Il se l’était promis, alors David s’est fait tatouer cet avion prêt à atterrir sur le logo de l’Euro allemand au milieu de son mollet gauche. « Le 26 mars 2024 (date de la qualification géorgienne face à la Grèce, NDLR) est le plus grand jour de ma vie », s’enthousiasme ce grand gaillard aux yeux bleus, sac de piscine dans le dos, banane à la poitrine. Avec son anglais hésitant et sa bière de trop qu’il s’empresse de partager, ce leader de Komagebi, le principal groupe de supporters géorgiens, se félicite du succès du rassemblement d’avant-match qu’il organise au parc, à quelques heures d’assister au premier match dans un Euro de son pays. Alors que l’horrible centre-ville commercial de Dortmund est plutôt squatté par les Turcs, la plupart des Géorgiens festoient au Westpark. Il faut dire qu’après le climax des années 1980 où le Dinamo Tbilissi régnait sur l’Europe et les footballeurs géorgiens sur l’équipe nationale soviétique, le peuple du Caucase a rarement eu l’occasion de s’enjailler autour du ballon rond. « Le foot a toujours fait partie de notre ADN, soutient pourtant David. Notre participation à une compétition continentale est donc vue comme une apothéose qui nous permet de prouver à tous que nous sommes européens. »

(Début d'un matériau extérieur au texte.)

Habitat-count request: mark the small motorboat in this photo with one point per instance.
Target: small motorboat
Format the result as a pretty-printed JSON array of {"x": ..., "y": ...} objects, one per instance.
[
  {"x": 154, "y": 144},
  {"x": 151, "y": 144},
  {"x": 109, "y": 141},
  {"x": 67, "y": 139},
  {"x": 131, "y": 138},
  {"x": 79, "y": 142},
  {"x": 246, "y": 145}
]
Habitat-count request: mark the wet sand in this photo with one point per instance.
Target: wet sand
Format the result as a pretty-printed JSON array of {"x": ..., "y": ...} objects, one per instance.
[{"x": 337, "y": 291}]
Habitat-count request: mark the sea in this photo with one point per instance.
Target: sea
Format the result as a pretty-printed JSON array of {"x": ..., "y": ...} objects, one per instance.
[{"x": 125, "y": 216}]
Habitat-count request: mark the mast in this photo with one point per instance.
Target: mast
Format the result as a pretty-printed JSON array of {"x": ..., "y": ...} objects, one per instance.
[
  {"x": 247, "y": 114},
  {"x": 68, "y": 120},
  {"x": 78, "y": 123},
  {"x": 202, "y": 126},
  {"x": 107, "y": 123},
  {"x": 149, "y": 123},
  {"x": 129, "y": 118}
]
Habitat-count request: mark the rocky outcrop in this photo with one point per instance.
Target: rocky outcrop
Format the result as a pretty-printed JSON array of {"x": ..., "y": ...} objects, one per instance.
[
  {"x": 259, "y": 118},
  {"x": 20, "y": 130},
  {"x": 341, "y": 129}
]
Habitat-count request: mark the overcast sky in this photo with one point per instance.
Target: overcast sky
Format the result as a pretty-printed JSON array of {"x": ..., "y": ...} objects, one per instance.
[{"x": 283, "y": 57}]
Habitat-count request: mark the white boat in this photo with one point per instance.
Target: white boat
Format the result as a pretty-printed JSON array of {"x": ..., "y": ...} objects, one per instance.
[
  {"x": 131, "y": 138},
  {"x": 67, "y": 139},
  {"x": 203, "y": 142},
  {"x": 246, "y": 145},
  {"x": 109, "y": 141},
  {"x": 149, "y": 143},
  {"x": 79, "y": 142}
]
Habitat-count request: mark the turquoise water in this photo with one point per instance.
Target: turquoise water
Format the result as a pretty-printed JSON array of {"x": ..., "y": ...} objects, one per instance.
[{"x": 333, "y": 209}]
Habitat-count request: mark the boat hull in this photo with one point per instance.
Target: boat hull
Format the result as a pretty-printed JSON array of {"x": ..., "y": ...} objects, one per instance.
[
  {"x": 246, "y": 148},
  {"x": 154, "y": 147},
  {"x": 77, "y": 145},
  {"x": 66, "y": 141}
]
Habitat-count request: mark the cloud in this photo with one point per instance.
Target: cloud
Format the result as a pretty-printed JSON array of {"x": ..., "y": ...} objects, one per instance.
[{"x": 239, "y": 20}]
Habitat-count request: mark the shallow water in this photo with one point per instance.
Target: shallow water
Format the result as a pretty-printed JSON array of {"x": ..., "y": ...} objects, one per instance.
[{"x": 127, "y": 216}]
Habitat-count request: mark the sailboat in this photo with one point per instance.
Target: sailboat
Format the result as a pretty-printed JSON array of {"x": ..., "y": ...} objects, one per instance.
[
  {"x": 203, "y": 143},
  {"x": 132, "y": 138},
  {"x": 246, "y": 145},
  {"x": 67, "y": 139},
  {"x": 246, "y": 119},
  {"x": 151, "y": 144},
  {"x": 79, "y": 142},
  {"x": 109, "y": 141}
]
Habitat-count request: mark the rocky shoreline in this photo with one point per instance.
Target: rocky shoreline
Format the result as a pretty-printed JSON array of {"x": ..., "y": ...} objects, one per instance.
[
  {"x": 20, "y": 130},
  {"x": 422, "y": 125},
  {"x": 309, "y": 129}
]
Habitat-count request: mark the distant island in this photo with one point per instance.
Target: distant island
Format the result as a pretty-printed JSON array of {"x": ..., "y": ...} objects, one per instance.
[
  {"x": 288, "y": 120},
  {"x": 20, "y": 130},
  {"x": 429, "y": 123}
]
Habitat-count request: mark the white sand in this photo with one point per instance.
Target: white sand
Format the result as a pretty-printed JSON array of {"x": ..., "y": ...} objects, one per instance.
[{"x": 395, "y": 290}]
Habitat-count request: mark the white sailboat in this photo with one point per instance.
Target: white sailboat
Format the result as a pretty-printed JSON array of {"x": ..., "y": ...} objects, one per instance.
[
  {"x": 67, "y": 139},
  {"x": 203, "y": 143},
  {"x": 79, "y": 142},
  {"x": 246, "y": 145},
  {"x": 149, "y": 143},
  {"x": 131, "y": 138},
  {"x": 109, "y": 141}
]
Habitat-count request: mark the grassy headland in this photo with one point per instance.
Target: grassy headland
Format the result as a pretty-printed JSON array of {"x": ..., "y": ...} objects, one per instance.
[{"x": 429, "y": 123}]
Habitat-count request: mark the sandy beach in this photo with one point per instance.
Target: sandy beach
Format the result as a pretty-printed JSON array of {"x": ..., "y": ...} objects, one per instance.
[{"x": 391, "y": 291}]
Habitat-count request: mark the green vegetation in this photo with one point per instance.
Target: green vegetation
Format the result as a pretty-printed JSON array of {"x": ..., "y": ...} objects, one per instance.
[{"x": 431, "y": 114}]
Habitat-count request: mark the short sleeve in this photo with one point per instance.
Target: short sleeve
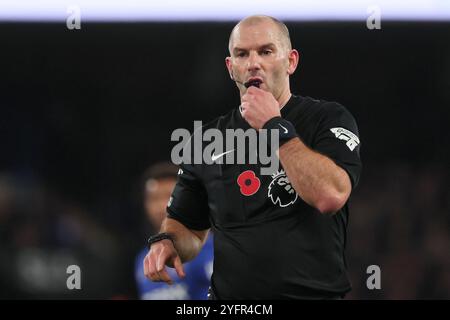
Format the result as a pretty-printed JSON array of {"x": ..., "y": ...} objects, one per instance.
[
  {"x": 337, "y": 137},
  {"x": 189, "y": 201}
]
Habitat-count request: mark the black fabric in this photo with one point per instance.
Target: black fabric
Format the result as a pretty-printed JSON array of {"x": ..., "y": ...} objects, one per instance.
[{"x": 270, "y": 244}]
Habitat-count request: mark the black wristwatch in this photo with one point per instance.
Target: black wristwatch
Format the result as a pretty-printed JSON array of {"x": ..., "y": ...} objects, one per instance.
[
  {"x": 158, "y": 237},
  {"x": 285, "y": 128}
]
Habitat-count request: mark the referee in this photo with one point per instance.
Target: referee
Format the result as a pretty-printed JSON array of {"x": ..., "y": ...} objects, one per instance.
[{"x": 279, "y": 236}]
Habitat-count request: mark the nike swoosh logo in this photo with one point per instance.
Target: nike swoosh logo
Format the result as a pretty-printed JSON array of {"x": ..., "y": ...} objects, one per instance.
[
  {"x": 285, "y": 130},
  {"x": 215, "y": 157}
]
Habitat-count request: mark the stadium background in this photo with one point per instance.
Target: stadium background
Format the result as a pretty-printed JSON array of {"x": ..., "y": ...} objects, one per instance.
[{"x": 84, "y": 112}]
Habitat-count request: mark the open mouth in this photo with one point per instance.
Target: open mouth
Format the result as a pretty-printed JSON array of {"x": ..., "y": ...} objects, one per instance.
[{"x": 253, "y": 82}]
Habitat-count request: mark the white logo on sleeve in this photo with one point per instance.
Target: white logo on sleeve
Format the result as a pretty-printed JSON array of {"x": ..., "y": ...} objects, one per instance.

Loi controversée et chants anti-Poutine
En décembre dernier, Bruxelles a octroyé à la Géorgie le statut de candidat à l’adhésion à l’UE sous certaines conditions, comme la lutte contre la désinformation et la corruption ou le maintien de l’indépendance des institutions. Le problème, c’est qu’en avril, le parti au pouvoir Rêve géorgien a déposé – pour la deuxième fois – un projet de loi controversé. Celui-ci envisage de qualifier d’« organisation servant les intérêts d’une puissance étrangère » toute ONG recevant au moins 20% de financements étrangers, l’obligeant par ailleurs à publier un rapport financier annuel sous peine de lourdes amendes. Une proposition inspirée d’un texte russe, jugée infamante et asservissante pour la société civile et les médias indépendants, selon l’opposition et une bonne partie du peuple. Dans la foulée de l’annonce, des milliers de citoyens sont donc descendus dans les rues de Tbilissi.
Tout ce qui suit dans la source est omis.